En plus de tenir en main le destin de Machar, Béchir tient désormais  en joue Juba

D’abord, parce que l’histoire semble lui donner raison. L’indépendance du Soudan du Sud lui avait été arrachée de mauvais gré et l’impossible paix pour l’instant dans le jeune Etat né à l’ombre de la guerre, prouve  qu’il n’était  pas viable. Ensuite, l’exil de Riek Machar sur le sol soudanais lui donne l’occasion, diplomatiquement, de reprendre la main dans le dossier sud-soudanais.

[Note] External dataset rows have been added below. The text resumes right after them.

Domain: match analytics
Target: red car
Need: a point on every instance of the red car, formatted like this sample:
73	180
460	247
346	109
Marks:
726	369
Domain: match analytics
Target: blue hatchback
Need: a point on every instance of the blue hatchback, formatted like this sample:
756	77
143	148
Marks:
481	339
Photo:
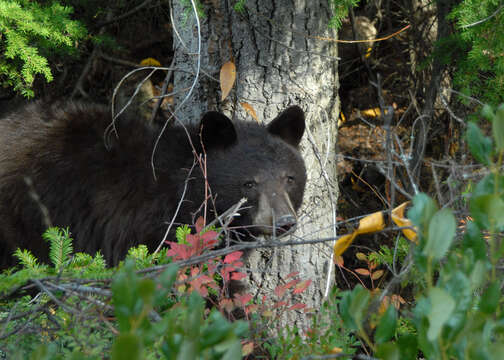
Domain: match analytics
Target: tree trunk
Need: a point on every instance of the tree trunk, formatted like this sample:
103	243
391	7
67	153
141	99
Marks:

L’homme mis au ban de la communauté internationale semble détenir aujourd’hui les cartes de la paix à Juba, là où cette même communauté internationale, sous l’égide des Etats-Unis et l’ONU, semble avoir mordu les carreaux.  Il devient un interlocuteur incontournable pour une sortie de crise car, non seulement il parle désormais aux deux parties ; en témoigne la visite officielle du tout nouveau vice-président sud-soudanais à Khartoum,  mais aussi il  semble disposer de moyens de coercition pour leur faire entendre raison.  En effet, en plus de tenir en main le destin de Machar, il tient désormais  en joue Juba dont la stabilité dépend de lui. Il peut, à tout moment, réarmer son homme et troubler le sommeil de Salva Kiir.

Mais, en attendant que Béchir abatte ses cartes, le président sud-soudanais peut se féliciter de l’exil de son rival qui a toutes les allures d’une victoire politique. A preuve, Taban Deng Gai étrenne déjà ses nouveaux atours de vice-président.